Contudo, sabe-se desde há muito tempo que as competências lógicas são tão específicas de cada domínio quanto as outras competências mentais, e não estão certamente “fora do problema da transferência” (McPeck, 1990, p. 11). Isto não deveria ser surpreendente. Fora da matemática, a lógica dedutiva tem apenas um pequeno papel na resolução de problemas, e a grande maioria de casos práticos de “falácias lógicas” dizem respeito a princípios lógicos que vão muito além da lógica dedutiva (Boudry et al., 2015). Mal deixamos o domínio da lógica dedutiva para trás, o conhecimento de fundo do assunto empírico em questão torna-se decisivo para as conclusões que se pode tirar. Para citar o caso mais famoso de todos, é devido à nossa informação de fundo acerca de pássaros que tendemos a concluir “Tweety voa” de “Tweety é um pássaro”.
O mesmo tipo de afirmações ambiciosas que têm sido feitas para promover cursos de pensamento crítico têm sido feitas também a favor dos estudos filosóficos em geral. Basta navegar nas páginas web de alguns dos mais importantes departamentos de filosofia para encontrar fortes afirmações a favor da ideia de que os estudos de filosofia fornecem competências e aptidões úteis para todas as disciplinas, e essencialmente em todos os altos cargos que se consiga imaginar. Infelizmente, estas afirmações não têm bases.

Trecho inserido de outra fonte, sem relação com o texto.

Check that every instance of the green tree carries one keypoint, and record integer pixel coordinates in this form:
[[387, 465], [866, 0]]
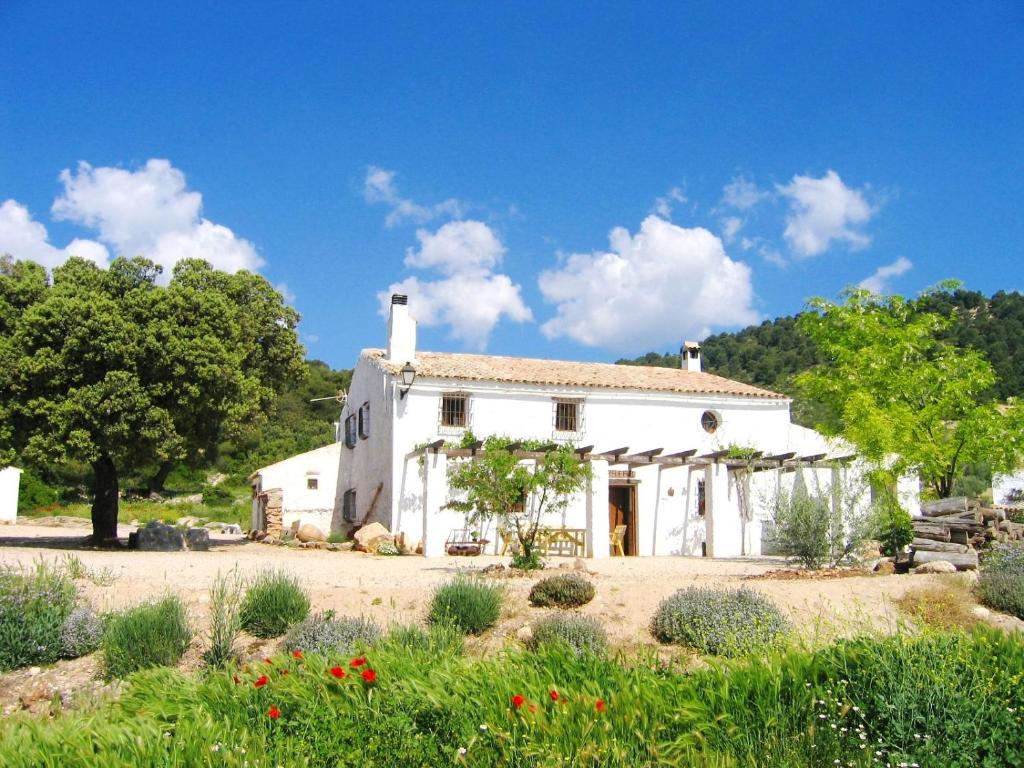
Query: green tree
[[518, 494], [894, 386], [109, 368]]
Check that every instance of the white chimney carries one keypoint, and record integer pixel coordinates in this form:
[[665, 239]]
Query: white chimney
[[690, 354], [400, 332]]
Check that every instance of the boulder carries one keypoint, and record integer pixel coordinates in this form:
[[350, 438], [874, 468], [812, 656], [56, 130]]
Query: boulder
[[159, 537], [198, 540], [368, 534], [936, 566], [309, 532]]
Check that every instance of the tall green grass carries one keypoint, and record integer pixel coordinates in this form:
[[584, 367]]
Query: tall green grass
[[934, 699]]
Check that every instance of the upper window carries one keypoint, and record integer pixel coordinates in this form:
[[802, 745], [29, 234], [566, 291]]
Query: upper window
[[455, 411], [710, 421]]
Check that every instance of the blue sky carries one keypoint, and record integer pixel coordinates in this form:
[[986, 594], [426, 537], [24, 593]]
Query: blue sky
[[560, 180]]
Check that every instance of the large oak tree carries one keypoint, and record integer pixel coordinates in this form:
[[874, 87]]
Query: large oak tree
[[111, 368]]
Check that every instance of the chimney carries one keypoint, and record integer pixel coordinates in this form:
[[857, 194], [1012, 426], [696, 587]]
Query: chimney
[[690, 356], [400, 332]]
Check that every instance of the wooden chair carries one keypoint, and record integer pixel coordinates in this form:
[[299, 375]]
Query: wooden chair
[[616, 539]]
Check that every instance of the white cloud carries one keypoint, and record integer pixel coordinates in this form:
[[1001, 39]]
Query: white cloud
[[663, 206], [879, 281], [663, 285], [150, 212], [470, 298], [822, 210], [379, 186], [457, 247], [24, 238], [742, 194]]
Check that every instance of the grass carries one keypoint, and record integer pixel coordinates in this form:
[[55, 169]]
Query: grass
[[948, 699]]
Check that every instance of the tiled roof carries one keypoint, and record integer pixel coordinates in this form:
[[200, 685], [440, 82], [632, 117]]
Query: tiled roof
[[561, 373]]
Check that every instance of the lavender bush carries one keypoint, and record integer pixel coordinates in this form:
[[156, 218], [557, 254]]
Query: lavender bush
[[719, 621]]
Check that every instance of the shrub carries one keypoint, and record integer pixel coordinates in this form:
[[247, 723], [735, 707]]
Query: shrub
[[154, 634], [472, 605], [564, 590], [582, 634], [225, 620], [82, 632], [33, 609], [326, 635], [719, 621], [273, 602]]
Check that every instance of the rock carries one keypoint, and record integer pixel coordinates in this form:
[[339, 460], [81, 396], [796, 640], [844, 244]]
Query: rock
[[885, 567], [310, 532], [367, 534], [198, 540], [159, 537], [936, 566]]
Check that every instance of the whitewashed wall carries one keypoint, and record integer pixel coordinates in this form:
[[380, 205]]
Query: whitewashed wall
[[10, 479]]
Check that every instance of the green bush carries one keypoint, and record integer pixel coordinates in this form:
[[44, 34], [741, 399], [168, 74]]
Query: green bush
[[273, 602], [153, 634], [34, 606], [721, 622], [564, 590], [582, 634], [470, 604], [325, 634]]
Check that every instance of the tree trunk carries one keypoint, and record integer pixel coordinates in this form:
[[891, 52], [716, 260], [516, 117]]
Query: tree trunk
[[157, 481], [104, 503]]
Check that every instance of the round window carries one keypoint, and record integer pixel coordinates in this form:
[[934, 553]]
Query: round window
[[710, 421]]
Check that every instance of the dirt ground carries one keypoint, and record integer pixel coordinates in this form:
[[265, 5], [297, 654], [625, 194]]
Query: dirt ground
[[396, 590]]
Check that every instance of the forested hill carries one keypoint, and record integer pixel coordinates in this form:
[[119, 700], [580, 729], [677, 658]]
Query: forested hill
[[770, 354]]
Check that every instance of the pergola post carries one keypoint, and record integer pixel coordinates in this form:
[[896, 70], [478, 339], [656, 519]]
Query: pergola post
[[597, 510], [434, 498]]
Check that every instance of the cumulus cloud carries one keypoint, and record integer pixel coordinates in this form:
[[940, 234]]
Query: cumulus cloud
[[822, 210], [879, 281], [24, 238], [662, 285], [470, 298], [379, 186], [150, 212], [742, 194]]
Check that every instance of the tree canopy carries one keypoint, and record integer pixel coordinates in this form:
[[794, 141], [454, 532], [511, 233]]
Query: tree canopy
[[893, 384], [110, 368]]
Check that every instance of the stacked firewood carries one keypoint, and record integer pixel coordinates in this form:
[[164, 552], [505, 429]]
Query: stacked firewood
[[955, 528]]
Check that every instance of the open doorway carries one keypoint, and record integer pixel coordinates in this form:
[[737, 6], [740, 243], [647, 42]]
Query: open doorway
[[623, 511]]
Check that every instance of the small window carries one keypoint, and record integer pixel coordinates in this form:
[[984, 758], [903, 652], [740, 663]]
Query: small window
[[454, 411], [710, 421], [365, 421]]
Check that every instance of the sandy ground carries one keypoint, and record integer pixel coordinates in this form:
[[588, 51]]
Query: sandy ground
[[396, 590]]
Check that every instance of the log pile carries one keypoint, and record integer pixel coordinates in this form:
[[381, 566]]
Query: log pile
[[955, 528]]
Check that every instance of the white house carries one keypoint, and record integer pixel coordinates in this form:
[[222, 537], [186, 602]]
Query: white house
[[10, 479], [655, 438]]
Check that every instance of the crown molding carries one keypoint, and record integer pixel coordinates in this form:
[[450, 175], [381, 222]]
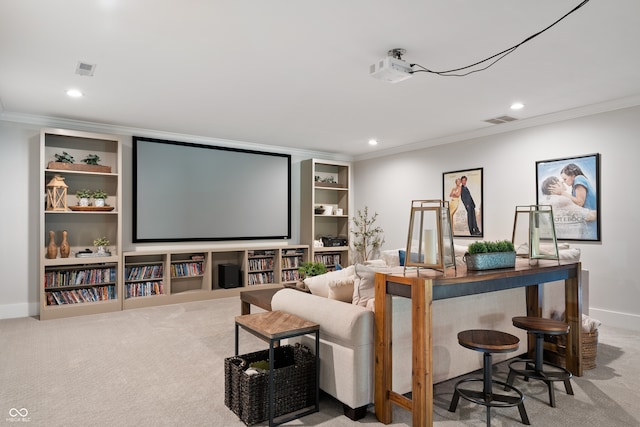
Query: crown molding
[[589, 110], [56, 122]]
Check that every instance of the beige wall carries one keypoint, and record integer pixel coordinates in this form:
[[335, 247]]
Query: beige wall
[[388, 184]]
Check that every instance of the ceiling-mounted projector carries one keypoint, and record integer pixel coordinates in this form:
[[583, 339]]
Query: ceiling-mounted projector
[[393, 68]]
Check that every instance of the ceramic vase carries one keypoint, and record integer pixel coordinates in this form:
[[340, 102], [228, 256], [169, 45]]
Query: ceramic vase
[[52, 248], [65, 249]]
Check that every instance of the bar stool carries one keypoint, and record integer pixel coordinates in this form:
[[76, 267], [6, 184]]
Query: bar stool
[[488, 341], [534, 368]]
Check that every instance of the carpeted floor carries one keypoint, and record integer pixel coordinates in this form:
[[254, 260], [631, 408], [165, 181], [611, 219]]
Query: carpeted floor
[[164, 366]]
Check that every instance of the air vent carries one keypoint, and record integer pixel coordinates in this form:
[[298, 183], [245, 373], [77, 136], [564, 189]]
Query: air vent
[[501, 119], [85, 69]]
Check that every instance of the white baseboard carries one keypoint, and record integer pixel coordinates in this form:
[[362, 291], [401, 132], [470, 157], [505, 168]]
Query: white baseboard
[[11, 311], [616, 319]]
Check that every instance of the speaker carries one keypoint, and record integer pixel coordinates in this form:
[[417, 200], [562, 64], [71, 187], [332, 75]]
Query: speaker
[[229, 276]]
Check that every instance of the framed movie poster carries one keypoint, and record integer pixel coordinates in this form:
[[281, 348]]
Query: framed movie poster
[[572, 187], [463, 190]]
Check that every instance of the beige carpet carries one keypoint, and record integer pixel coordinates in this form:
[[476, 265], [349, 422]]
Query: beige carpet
[[164, 366]]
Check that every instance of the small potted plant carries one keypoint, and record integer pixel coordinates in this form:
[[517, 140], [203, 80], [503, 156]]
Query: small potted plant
[[83, 196], [101, 244], [99, 197], [490, 255], [64, 158], [310, 269], [92, 159]]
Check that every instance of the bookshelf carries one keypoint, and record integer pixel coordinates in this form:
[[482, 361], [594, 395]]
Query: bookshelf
[[325, 185], [77, 283], [153, 278]]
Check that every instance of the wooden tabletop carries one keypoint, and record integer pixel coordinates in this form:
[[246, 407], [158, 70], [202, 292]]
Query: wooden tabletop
[[276, 325]]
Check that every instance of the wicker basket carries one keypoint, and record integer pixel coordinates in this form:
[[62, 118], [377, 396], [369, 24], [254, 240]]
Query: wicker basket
[[589, 351], [294, 383]]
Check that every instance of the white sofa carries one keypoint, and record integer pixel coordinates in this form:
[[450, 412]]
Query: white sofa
[[346, 346]]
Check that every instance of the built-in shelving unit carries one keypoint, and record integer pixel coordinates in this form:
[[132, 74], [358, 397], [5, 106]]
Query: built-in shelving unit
[[324, 210], [170, 276], [80, 283]]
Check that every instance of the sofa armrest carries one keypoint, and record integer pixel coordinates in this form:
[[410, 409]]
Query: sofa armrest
[[343, 322]]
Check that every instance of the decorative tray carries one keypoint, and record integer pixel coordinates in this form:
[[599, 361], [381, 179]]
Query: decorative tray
[[91, 208]]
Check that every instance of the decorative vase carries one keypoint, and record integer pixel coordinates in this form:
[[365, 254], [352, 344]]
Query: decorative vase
[[65, 249], [52, 248]]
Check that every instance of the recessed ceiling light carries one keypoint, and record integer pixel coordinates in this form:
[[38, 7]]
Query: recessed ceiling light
[[74, 93]]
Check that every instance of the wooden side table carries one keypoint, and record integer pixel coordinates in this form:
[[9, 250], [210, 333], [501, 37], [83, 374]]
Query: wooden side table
[[259, 297], [273, 326]]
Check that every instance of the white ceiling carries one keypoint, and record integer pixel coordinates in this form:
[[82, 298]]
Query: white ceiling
[[294, 73]]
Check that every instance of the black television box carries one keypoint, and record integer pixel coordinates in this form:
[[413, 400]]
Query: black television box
[[229, 276]]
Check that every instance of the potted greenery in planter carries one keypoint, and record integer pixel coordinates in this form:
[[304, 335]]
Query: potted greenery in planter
[[64, 158], [101, 244], [367, 237], [83, 196], [99, 197], [65, 161], [490, 255], [310, 269], [92, 159]]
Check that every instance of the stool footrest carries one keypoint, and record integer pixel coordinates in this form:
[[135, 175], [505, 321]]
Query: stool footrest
[[490, 399], [538, 373]]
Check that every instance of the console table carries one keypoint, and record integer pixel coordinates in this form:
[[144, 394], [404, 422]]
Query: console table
[[424, 286]]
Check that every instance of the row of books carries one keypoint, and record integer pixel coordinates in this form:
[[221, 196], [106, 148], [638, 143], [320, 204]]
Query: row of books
[[93, 276], [144, 272], [186, 269], [143, 289], [260, 278], [327, 259], [261, 264], [75, 296], [261, 253], [291, 262], [290, 276]]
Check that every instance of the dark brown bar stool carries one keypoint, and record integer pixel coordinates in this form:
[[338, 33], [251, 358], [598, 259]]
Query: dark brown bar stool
[[535, 368], [488, 341]]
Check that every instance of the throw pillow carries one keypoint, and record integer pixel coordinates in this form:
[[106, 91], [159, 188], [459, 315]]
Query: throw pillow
[[391, 257], [341, 289], [319, 285], [364, 285]]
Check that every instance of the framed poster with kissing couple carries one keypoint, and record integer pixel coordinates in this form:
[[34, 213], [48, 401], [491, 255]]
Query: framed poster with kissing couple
[[571, 186], [463, 190]]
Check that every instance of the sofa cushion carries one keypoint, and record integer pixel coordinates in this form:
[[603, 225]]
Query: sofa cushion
[[391, 257], [346, 324], [319, 285], [341, 289]]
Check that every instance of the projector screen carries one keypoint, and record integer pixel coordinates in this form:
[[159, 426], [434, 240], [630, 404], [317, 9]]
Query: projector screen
[[195, 192]]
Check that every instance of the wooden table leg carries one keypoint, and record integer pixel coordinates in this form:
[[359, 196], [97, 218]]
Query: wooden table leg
[[573, 316], [422, 344], [245, 308], [382, 351], [534, 309]]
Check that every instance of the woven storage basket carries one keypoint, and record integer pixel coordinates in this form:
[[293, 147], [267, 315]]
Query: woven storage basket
[[294, 383], [589, 351]]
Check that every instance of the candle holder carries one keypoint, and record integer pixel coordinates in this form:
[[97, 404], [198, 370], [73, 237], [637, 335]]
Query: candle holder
[[534, 228], [430, 238], [57, 194]]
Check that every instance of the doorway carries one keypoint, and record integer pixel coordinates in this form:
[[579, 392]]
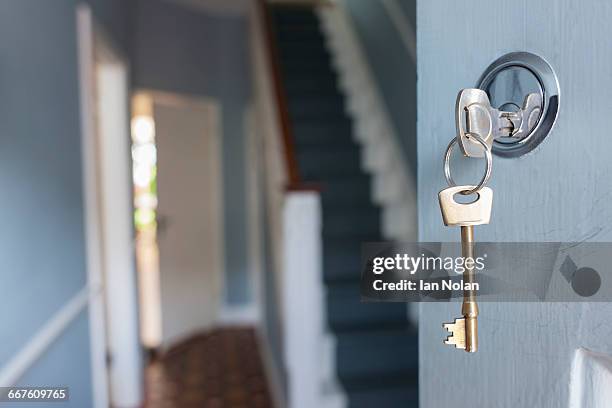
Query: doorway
[[178, 215]]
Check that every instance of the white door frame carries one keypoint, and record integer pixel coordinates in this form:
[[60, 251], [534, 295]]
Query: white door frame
[[108, 216]]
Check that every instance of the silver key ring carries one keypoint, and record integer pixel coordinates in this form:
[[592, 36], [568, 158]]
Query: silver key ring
[[489, 164]]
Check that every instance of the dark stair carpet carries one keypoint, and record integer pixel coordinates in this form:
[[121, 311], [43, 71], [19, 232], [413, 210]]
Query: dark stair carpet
[[377, 350]]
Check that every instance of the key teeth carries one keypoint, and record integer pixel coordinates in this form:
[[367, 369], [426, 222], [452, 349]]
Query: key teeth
[[457, 333]]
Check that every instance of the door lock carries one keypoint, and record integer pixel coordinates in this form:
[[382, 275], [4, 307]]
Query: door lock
[[474, 114]]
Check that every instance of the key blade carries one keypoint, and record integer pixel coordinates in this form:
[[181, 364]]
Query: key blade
[[457, 333]]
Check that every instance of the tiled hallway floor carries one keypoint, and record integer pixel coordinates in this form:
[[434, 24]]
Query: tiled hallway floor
[[219, 369]]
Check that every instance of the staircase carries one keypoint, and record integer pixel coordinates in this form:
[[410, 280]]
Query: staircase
[[376, 348]]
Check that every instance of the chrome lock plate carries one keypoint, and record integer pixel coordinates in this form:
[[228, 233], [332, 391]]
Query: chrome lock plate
[[513, 108]]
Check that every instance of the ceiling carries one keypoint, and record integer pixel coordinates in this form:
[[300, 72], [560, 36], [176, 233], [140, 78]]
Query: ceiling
[[218, 7]]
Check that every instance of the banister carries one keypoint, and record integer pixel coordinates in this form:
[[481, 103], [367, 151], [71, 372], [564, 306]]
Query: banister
[[295, 182]]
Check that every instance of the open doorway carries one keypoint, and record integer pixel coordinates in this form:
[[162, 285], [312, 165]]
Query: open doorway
[[178, 197]]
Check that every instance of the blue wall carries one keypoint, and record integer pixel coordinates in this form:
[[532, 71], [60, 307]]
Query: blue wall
[[179, 50], [42, 261], [391, 64]]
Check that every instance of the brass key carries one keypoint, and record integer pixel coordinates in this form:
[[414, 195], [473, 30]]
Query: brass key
[[464, 330]]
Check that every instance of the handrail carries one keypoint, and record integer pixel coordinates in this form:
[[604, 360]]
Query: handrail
[[295, 182]]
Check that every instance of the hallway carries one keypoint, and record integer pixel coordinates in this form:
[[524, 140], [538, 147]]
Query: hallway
[[221, 368]]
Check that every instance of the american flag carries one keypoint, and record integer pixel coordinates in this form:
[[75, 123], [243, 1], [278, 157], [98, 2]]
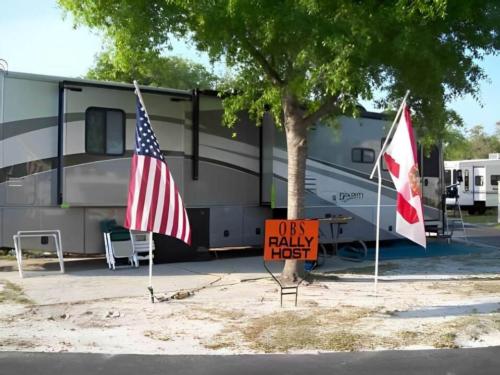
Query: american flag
[[154, 203]]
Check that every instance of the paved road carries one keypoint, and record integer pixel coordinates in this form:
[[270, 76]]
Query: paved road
[[435, 362]]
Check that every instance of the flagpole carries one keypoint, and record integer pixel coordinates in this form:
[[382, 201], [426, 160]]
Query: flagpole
[[379, 190], [138, 92], [150, 287]]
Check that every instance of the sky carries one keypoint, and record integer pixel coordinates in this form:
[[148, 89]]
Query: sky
[[35, 38]]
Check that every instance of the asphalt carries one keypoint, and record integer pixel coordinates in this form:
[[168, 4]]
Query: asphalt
[[476, 361]]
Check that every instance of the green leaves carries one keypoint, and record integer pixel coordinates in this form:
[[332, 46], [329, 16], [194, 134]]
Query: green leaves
[[150, 69]]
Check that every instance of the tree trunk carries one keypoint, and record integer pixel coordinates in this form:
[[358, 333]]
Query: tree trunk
[[296, 140]]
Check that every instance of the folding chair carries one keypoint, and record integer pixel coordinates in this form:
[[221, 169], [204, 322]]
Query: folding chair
[[117, 243], [140, 245]]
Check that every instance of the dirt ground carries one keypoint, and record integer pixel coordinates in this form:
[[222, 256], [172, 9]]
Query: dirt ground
[[234, 307]]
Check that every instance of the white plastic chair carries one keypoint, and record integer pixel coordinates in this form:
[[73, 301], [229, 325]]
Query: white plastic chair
[[140, 245], [118, 249]]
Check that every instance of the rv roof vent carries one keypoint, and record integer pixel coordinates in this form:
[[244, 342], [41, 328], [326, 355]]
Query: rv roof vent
[[4, 65]]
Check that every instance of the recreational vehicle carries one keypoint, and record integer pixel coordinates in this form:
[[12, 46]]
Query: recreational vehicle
[[65, 156], [476, 183]]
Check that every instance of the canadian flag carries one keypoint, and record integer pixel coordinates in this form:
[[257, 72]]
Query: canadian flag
[[401, 160]]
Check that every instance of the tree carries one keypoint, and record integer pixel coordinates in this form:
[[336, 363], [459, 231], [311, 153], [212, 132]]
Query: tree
[[151, 69], [313, 59], [474, 143]]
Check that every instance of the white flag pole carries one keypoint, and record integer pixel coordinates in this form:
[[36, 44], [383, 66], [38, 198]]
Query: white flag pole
[[379, 189], [150, 285]]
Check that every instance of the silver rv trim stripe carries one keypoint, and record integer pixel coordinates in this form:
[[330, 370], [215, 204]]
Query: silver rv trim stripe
[[45, 165], [14, 128]]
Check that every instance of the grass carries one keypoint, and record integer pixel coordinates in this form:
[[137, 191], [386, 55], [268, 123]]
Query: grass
[[343, 329], [318, 329], [13, 293]]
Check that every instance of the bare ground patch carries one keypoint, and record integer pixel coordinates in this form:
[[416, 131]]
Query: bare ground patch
[[13, 293]]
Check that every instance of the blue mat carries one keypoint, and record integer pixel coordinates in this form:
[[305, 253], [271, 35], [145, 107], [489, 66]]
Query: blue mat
[[402, 249]]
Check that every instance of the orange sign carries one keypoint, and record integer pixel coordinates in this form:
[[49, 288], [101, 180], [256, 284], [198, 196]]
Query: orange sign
[[291, 239]]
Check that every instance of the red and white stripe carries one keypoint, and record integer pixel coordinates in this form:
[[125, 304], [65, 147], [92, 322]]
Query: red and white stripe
[[154, 203]]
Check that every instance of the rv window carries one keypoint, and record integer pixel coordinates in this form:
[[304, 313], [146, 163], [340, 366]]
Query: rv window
[[478, 180], [104, 131], [447, 177], [466, 180], [494, 181], [362, 155]]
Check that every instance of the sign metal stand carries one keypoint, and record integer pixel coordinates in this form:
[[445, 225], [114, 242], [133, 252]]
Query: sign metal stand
[[290, 240]]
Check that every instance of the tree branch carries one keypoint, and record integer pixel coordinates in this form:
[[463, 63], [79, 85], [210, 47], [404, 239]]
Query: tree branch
[[270, 71], [328, 106]]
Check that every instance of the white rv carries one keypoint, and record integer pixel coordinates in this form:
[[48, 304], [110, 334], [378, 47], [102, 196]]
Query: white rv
[[65, 148], [476, 181]]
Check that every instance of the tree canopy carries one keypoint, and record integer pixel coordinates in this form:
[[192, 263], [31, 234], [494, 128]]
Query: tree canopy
[[173, 72]]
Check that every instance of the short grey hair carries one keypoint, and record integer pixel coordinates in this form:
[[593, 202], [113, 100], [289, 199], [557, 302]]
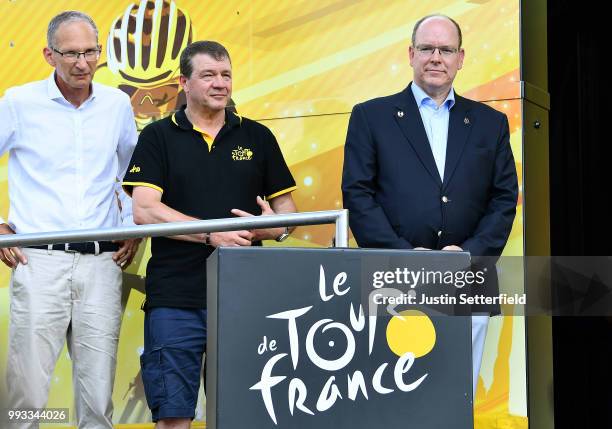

Se os filósofos querem liderar a promoção do pensamento racional e dos padrões inferenciais elevados, seria certamente apropriado não fazer afirmações sem bases sobre os próprios cursos em que os estudantes supostamente aprendem a evitar fazer asserções sem bases. E é claro que não é preciso fazer afirmações sem bases para promover estes cursos. Os cursos de filosofia da ciência dão insights sobre a natureza da ciência que são valiosos mesmo sem provas de que os estudantes que os fazem se tornam cientistas melhores. Os cursos de ética dão aos estudantes os meios para analisar questões morais e normativas — um tópico socialmente importante que não é ensinado noutras disciplinas. E os cursos de lógica oferecem uma compreensão aprimorada da natureza do raciocínio humano. Isso não é suficiente?